A Fall for Arts Festival for Roosevelt Island this year grew increasingly unlikely as prior years’ planning and calls for artists’ dates went by without notice. On RIOC’s outdated website, one page suggests “September 24th, TBC.” But we assume that TBC means “To Be Confirmed,” and it hasn’t been.
by David Stone
The Roosevelt Island Daily News

Community-based public art events are popular across the U.S. and Europe. Think about block parties with an artistic bent or painting murals on buildings. They matter because they bring people together and often create a sense of community pride.
Roosevelt Island has had its Fall for Arts Festival for 17 years. It’s one of the events that helped define it as a destination, differentiating us from Manhattan with its own culture and style. It filled Island parks with teams painting themed murals on the first autumn weekend.
But now, it seems, the Fall for Arts Festival is in jeopardy.

After RIOC President/CEO Shelton J. Haynes fired the Community Relations staff in full within the last year, there are no signs of any development, and other annual events have shrunk.
Erica Spencer-EL, who spearheaded Fall for Arts for over a decade, was fired the day after a whistleblower complaint criticizing Haynes in the strongest language was released. Others in her department, Jessica Cerone and Amy Smith, followed.
Suspicions rose about retaliation firings. Firings and abrupt departures of staff prompted enough lawsuits under Haynes that the insurance company protecting RIOC from damages refused to renew the policy at any price.

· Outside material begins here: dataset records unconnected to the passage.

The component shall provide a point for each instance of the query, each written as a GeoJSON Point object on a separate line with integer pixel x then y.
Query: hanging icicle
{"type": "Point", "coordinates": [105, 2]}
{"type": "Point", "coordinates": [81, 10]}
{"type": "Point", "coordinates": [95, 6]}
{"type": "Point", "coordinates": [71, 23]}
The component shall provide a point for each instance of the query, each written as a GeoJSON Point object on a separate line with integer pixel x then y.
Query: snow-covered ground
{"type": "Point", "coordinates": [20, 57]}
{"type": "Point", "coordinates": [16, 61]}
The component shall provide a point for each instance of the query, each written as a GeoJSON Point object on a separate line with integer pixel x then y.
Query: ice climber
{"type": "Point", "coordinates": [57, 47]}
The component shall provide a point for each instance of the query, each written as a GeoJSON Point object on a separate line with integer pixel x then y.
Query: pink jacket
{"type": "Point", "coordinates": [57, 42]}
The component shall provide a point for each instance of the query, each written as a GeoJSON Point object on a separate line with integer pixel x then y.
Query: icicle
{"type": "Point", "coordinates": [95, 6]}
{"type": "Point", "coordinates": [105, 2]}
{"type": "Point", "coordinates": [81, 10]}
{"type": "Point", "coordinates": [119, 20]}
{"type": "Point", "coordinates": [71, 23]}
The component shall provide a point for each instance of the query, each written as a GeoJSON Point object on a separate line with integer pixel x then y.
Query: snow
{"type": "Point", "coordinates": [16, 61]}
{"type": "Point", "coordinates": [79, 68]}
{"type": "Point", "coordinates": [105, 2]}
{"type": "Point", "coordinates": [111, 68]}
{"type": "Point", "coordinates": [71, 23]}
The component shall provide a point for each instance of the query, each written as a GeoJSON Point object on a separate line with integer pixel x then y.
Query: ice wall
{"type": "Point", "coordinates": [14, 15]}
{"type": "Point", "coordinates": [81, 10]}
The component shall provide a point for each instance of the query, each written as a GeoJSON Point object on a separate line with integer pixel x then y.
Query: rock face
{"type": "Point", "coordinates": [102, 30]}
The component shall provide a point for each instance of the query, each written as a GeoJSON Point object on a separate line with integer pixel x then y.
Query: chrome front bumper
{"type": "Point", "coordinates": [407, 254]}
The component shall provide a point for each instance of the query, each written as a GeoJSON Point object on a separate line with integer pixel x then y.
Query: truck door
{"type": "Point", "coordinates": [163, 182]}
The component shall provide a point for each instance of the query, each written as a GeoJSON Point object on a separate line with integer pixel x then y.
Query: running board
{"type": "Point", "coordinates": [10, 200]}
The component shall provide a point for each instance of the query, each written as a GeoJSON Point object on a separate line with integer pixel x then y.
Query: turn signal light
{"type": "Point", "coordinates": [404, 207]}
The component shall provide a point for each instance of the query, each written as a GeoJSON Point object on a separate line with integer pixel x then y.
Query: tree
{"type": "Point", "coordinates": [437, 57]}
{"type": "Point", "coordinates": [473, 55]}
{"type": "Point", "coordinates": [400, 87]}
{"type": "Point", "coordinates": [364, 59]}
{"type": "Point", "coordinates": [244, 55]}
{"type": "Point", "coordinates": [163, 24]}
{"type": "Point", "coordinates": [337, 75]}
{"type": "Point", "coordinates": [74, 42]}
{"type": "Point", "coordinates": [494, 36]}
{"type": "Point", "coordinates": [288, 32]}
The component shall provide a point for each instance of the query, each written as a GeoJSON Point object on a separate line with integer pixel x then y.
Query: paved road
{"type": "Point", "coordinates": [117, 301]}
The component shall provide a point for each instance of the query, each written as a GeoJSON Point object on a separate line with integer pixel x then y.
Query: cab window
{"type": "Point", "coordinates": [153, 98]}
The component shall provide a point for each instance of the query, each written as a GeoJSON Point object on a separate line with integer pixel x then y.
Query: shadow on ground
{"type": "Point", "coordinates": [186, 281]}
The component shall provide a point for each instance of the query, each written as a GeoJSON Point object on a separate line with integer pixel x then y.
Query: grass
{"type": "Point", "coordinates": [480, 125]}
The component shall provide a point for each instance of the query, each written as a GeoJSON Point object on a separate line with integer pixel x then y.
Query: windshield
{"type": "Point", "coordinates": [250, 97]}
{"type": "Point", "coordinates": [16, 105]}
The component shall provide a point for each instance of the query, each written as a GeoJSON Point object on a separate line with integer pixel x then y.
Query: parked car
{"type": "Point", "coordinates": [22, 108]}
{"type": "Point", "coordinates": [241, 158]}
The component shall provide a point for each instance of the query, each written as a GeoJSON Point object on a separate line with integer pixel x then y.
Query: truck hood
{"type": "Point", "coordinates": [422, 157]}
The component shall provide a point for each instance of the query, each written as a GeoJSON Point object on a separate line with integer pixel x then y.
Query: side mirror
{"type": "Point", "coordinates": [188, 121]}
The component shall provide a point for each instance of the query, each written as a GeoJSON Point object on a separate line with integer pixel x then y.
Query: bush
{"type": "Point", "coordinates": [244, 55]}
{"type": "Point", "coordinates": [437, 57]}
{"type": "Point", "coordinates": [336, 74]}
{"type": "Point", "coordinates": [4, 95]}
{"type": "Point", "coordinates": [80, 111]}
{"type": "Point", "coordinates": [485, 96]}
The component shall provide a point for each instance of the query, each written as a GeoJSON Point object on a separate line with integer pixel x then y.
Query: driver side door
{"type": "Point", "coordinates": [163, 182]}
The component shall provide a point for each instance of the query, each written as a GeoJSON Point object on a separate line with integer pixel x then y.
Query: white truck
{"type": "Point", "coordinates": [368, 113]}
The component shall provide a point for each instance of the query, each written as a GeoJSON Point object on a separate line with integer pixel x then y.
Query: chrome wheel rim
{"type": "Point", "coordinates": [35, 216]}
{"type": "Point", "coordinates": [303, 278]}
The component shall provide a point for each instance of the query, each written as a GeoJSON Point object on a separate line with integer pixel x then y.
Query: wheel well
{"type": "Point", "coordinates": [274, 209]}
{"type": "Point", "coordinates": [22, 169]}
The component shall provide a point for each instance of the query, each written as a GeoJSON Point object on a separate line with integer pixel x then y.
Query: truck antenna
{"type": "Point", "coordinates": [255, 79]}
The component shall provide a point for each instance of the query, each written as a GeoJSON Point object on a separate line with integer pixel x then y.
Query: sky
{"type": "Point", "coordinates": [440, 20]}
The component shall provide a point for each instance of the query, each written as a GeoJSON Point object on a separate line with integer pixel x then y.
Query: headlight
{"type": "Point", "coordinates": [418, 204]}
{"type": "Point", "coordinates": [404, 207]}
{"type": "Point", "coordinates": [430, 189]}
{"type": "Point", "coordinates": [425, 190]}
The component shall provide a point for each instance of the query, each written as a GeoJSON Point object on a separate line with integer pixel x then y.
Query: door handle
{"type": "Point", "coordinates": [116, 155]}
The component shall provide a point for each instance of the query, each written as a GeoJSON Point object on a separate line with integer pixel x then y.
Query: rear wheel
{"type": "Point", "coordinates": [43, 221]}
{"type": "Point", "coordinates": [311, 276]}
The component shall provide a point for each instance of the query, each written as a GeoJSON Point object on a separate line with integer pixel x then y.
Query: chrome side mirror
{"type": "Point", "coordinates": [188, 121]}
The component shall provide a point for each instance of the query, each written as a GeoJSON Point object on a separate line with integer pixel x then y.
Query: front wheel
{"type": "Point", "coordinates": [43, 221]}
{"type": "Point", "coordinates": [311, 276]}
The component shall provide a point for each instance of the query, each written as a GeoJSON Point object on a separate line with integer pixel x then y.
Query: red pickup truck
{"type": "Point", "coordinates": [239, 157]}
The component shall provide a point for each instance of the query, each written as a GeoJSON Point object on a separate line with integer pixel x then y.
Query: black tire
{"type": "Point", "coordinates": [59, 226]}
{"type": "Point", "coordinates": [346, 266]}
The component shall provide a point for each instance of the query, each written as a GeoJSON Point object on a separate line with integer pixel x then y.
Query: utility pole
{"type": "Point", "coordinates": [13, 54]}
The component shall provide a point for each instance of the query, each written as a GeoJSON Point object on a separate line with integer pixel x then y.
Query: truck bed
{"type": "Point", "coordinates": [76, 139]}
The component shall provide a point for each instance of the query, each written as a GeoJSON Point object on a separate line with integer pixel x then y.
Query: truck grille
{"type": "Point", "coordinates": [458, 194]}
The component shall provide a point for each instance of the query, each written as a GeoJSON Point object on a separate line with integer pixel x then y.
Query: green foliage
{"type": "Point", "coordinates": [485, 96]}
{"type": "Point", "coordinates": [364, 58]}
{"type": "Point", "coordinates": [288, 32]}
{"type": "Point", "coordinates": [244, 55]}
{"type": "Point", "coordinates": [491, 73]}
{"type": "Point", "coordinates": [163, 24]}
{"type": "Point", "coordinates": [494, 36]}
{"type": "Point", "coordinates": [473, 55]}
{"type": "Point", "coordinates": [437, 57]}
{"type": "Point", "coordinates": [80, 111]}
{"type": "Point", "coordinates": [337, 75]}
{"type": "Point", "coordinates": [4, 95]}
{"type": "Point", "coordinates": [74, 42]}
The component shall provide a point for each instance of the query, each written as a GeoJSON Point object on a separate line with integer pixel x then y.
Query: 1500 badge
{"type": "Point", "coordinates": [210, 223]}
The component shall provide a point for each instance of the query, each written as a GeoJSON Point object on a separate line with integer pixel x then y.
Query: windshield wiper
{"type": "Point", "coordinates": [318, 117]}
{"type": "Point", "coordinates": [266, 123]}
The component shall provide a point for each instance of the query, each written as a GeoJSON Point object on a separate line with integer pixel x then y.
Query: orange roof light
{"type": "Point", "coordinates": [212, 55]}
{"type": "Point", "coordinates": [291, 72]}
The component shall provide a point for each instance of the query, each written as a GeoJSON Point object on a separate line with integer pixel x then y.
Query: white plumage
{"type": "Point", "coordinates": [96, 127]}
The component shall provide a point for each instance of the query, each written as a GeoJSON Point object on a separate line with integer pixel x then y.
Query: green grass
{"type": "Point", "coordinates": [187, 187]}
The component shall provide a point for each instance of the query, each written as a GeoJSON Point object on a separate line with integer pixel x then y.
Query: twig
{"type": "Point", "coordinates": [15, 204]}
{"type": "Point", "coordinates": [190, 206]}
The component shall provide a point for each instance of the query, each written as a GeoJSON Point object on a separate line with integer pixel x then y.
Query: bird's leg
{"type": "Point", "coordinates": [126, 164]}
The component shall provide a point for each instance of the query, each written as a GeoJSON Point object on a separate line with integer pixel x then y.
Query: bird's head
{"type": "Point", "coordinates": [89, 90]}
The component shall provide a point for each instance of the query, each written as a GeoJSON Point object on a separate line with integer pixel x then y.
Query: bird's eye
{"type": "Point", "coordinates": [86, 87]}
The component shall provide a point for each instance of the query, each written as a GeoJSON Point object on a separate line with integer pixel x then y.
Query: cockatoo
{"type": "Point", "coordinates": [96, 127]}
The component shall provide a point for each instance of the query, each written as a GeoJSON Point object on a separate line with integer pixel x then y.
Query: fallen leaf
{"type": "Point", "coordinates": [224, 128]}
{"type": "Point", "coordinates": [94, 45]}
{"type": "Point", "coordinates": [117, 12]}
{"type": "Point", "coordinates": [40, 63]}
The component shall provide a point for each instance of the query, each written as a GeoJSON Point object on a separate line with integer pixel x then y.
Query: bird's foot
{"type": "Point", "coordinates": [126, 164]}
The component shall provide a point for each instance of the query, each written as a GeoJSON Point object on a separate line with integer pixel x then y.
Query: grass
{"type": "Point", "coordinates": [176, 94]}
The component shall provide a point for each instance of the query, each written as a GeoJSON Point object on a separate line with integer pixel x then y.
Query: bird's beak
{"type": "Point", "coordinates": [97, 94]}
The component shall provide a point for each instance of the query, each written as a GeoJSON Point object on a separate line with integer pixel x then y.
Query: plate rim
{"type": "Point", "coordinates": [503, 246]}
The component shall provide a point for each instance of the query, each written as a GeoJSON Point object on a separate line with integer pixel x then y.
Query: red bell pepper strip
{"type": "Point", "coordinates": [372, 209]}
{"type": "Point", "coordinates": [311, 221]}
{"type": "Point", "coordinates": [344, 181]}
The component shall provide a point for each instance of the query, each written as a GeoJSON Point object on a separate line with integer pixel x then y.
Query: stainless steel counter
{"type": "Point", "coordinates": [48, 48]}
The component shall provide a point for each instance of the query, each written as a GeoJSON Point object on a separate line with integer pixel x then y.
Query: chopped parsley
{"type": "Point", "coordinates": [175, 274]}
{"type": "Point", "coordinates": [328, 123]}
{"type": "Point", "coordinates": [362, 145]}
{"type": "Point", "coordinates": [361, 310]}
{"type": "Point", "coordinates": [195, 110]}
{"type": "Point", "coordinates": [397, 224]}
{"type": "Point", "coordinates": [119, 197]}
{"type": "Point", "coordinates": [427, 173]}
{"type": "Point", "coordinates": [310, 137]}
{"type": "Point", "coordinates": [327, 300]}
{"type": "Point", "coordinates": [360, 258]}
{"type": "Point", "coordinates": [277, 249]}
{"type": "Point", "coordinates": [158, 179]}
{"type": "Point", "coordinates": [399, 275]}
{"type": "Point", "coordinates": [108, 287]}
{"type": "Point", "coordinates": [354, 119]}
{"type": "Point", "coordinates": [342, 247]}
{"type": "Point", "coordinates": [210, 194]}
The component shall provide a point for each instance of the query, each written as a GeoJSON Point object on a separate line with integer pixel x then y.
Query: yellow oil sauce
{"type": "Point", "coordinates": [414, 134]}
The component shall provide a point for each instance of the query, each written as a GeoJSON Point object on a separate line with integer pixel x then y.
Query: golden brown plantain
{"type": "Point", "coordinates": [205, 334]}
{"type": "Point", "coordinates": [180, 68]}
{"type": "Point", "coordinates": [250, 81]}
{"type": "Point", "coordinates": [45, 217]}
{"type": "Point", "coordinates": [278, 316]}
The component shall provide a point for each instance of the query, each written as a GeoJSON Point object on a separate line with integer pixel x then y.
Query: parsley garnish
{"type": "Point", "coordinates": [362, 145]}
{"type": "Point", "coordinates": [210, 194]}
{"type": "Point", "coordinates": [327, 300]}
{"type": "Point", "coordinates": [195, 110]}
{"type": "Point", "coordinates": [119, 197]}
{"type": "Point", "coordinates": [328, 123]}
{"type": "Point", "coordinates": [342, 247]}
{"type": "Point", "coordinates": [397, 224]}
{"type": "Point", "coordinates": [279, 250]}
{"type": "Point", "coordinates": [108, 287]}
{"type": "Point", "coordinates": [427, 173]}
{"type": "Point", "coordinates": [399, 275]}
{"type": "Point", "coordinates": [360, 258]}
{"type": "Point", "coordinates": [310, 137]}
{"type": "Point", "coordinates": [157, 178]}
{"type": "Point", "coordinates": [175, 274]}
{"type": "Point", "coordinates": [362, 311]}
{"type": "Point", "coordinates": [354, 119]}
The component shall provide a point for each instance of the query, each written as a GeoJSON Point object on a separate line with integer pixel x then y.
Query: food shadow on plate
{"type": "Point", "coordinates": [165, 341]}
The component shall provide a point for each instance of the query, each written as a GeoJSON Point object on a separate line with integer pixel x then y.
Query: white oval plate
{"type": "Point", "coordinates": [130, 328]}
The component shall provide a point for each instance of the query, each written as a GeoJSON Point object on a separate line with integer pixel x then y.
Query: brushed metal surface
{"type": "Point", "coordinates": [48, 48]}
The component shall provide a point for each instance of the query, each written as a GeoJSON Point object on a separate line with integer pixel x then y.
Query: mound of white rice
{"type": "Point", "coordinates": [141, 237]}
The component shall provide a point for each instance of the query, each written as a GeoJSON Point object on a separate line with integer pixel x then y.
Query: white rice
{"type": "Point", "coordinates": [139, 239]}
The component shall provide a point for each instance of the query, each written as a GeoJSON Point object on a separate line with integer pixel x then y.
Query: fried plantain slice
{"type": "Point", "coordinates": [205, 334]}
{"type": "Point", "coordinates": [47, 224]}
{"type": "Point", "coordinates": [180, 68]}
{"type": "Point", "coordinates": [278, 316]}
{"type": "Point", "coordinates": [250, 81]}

The Fall for Arts Festival requires significant planning. Calls for artists go out in September with a theme and inventory of promised supplies.
Why No Fall for Arts Festival in 2022?
If there is no event this year, the likely cause will be that, after a number of unexplained dismissals of senior and key employees, not enough talent, energy or commitment is left.
This year, so far, Haynes’s staff put together a relatively lifeless Roosevelt Island Day, absent the petting zoos, bounce houses and community concerts of previous years. National Night Out was so lightly attended that RIOC did not include crowd photos on its Facebook Page. Crowd photos are hard when there isn’t any to record.
But with a Fall for Arts cancelation – really something more like a lapse – Haynes would score a new high in lows for the bunkered state agency.
RIOC has only the slightest interaction with the community and has not answered media inquiries in over a year. So, we cannot report on their position. We’ll update you, though, when and if anything happens with Fall for Arts 2022.